Today, I made another observation in this matter. On a server that has in-kernel NAT and LIBALIAS and attached to the net via ADSL SoHo connection, serving as a server accessible from the outside world isn't possible anymore. It worked a couple of weeks ago with the ipfw-rules I use, inclusive the proper forwarding rules, but since ~ two weeks, when these "broken pipe issues" started getting worse and worse, connecting to the provided www server or ssh wasn't possible anymore. I started then checking for mistakes in the ipwf ruleset. Today, I had the chance to access the box from the outside world simultanously with access to the server and its IPFW itself and after a clean reboot of 

FreeBSD 11.0-ALPHA2 #10 r301307: Sat Jun  4 11:03:17 CEST 2016 amd64

trying to connect to the server's Apache  server or ssh failed. Then we restarted simply several times the local ipfw via "service ipfw restart" and voila - it worked!

Sorry for the poor material I can provide at the moment, but time constraints are tight and my abilities of debugging are limited and seting up alternative serving systems circumventing the issue reporting here eat a lot of time.

Comment 7 O. Hartmann 2016-06-04 19:45:57 UTC

Applying both patches seems to solve the problem of the "broken pipe" with ssh. So far, connections from one system under load to another server also under heavy load is now with three ssh sessions still active after two hours. This wasn't the case before, the connections died even under relaxed conditions rather quickly.

It does not solve the problem with NAT/port forwarding.

Comment 8 Michael Osipov 2016-10-15 10:14:43 UTC

I assume it is enough to apply the patches to /usr/src make run make buildkernel && installkernel?

Comment 9 Fabian Keil 2016-10-15 10:37:24 UTC

That's correct, rebuilding the userland isn't necessary.

Comment 10 Michael Osipov 2016-10-18 12:24:33 UTC

This patch does not work for me. Same issue happens even with the patch and if I switch from graid3 to ZFS raidz, everything is fine.

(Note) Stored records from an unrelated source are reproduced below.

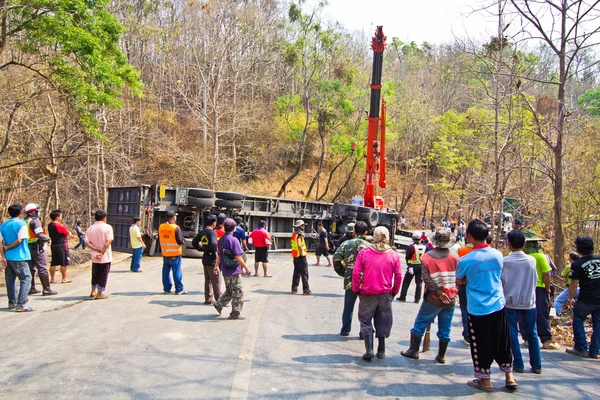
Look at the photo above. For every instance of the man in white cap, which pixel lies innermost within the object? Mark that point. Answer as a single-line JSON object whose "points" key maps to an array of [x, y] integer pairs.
{"points": [[413, 260], [300, 263]]}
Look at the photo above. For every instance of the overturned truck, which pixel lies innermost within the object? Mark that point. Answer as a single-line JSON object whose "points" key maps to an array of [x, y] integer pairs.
{"points": [[192, 205]]}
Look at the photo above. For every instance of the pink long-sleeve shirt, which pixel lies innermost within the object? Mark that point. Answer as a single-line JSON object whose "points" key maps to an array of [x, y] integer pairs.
{"points": [[381, 272]]}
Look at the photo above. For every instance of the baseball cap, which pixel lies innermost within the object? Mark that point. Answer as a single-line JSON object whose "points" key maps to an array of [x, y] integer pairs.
{"points": [[171, 214]]}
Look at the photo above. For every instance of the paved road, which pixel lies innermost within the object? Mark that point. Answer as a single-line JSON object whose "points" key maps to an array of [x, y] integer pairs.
{"points": [[142, 344]]}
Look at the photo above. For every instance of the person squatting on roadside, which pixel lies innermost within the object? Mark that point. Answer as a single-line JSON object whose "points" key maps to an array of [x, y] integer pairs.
{"points": [[562, 298], [376, 280], [344, 260], [261, 240], [298, 245], [231, 263], [585, 272], [413, 259], [37, 241], [206, 242], [99, 238], [137, 245], [15, 258], [439, 275], [519, 280], [488, 323], [59, 234], [171, 240]]}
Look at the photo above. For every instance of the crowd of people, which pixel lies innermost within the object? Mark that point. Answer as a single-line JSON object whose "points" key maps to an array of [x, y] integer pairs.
{"points": [[501, 298]]}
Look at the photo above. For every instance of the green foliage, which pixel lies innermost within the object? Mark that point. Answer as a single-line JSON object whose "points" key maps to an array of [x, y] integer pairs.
{"points": [[77, 46]]}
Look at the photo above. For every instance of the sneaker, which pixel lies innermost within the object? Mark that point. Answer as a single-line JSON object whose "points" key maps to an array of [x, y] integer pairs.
{"points": [[550, 345], [576, 352]]}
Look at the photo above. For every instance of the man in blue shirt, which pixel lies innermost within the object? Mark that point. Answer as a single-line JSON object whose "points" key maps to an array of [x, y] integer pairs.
{"points": [[488, 322], [15, 258]]}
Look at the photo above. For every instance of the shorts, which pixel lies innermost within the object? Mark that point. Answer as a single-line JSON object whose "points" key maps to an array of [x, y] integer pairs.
{"points": [[60, 256], [261, 254], [321, 251]]}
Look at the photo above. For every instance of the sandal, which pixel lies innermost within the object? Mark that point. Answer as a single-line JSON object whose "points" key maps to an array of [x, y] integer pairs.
{"points": [[476, 384]]}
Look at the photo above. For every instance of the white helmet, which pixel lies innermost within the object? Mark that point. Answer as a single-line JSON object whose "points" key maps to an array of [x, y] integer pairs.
{"points": [[31, 207]]}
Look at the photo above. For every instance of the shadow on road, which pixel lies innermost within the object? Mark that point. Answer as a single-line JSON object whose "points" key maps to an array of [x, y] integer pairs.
{"points": [[193, 317], [322, 337], [176, 303]]}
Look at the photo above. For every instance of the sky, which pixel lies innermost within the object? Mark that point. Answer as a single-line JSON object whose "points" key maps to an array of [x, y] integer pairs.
{"points": [[433, 21]]}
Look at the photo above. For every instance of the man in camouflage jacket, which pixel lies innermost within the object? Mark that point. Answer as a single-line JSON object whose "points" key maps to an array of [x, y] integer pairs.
{"points": [[343, 263]]}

It must be the geom class in my case.

Comment 11 Len White 2017-01-28 06:39:31 UTC

I've been having the same issue, it's very random.  I've spent A LOT of time debugging it, adding extra print statements in ipfw... unfortunately I can't trigger the issue at will.  It does seem to happen more often if I start up World of Warcraft from a system behind the ipfw machine.  But it seems like whatever the issue is, it's causing the connections to "expire" prematurely.  When it happens new connections will die in 5-15 seconds over and over.  I can reboot the system and it will come back up, still doing the same thing, then 5-10 mins later it will be fine.  Never any errors in logs or dmesg when it happens.

Running 11.0-RELEASE-p5

Comment 12 Fabian Keil 2017-01-28 10:17:19 UTC

I'm still not using ipfw, but the patch from comment
two seems to have fixed the issue for me.

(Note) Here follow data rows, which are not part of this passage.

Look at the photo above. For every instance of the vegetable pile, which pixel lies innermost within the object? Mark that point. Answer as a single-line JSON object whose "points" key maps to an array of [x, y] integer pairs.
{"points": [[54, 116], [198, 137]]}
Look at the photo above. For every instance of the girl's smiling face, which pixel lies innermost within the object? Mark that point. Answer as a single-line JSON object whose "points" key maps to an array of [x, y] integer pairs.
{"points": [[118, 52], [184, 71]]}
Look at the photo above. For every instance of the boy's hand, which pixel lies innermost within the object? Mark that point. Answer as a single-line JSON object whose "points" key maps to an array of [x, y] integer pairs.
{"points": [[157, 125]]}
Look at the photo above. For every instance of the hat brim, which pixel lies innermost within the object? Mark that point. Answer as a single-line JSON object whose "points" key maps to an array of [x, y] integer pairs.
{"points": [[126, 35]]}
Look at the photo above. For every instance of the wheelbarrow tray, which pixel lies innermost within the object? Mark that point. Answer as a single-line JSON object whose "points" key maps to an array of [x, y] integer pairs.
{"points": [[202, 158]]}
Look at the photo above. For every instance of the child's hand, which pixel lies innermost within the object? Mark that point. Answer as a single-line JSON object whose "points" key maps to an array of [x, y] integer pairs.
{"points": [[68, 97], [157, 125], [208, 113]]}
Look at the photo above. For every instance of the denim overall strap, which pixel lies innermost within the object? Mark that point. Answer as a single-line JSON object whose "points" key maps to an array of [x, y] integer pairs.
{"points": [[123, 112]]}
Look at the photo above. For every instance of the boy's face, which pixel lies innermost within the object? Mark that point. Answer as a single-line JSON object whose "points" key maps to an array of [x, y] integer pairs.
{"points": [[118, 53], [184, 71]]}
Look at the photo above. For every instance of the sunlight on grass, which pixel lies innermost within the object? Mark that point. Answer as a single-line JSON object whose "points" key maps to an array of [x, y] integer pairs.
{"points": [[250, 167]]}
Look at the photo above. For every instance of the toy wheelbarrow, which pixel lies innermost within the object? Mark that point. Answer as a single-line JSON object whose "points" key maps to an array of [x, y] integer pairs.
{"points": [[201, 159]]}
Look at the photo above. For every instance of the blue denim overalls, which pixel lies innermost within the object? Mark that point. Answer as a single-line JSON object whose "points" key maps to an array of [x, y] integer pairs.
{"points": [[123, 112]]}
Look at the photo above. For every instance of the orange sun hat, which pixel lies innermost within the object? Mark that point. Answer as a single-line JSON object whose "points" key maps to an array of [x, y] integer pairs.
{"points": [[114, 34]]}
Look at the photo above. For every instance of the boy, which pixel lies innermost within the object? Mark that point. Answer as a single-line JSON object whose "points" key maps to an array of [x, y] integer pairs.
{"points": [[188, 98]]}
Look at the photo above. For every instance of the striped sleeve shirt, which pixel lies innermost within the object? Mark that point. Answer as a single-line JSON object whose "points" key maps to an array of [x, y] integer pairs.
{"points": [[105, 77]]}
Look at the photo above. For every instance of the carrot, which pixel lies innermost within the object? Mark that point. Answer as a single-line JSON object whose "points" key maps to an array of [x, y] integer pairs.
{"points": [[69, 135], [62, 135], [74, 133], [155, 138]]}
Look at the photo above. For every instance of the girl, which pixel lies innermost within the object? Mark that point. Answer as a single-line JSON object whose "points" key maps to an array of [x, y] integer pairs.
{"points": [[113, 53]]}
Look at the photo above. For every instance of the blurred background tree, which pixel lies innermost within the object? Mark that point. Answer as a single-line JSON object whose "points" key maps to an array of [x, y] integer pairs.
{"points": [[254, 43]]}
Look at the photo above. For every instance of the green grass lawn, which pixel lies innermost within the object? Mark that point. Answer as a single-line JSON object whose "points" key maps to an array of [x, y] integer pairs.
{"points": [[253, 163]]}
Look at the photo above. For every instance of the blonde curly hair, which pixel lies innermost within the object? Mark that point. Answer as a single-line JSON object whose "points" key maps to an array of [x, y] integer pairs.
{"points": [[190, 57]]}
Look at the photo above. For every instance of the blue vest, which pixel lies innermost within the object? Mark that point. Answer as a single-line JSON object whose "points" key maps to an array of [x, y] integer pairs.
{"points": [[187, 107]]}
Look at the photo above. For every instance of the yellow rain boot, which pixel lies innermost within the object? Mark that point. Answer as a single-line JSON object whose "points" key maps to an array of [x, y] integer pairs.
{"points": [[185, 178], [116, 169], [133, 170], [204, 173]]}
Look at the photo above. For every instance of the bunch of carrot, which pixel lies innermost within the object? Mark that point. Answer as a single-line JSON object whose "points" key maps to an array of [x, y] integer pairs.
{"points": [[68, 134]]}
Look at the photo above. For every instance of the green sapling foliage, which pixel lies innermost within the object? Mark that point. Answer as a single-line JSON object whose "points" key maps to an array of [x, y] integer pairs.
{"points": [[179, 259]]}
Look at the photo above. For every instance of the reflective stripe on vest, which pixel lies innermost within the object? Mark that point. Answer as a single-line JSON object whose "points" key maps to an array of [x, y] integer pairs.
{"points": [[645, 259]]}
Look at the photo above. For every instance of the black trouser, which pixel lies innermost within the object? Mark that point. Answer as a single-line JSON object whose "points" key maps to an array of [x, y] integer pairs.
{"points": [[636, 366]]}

The patch from comment three should be safe to test.

Running "vmstat -z" while the system is showing symptoms
could help to decide whether or not the patches might be
worth trying.

Comment 13 Charles Mercadal 2017-02-21 20:16:03 UTC

Fabian:  Thank you for the patch, attachment 170568 [details] appears to have fixed my issues.

I was having similar issues that others were describing here, in my case 11.0-RELEASE on arm:  I would enable ipfw and begin adding some firewall rules, and I'd start to lose SIP registration on my IP phones, had unexpected delays and stalls in interactive ssh sessions, etc.  Initially I thought it was an ipfw bug, but then tried pf, and found similar behavior.

Comment 14 Len White 2017-02-21 20:23:35 UTC

Yes thank you very much Fabian, it fixed my issues too.

Is there any possible way this can get pushed upstream?  I personally feel it's a rather serious bug and there is no doubt many other people running into the same issues.

Comment 15 Charles Mercadal 2018-03-12 19:00:47 UTC

Has anyone else upgraded to 11.1-RELEASE?

I rebuilt kernel & world about a week ago, and forgot to re-apply the changes in attachment 170568 [details].

I'm still running ipfw.  Even without the changes in the patches, so far there have been no stalling issues/no connection drops.

Comment 16 O. Hartmann 2018-03-12 19:06:19 UTC

ipfw has undergone changes in the meanwhile and while running 11.1-RELENG-p7 and CURRENT, I haven't seen the reported issue for a while now.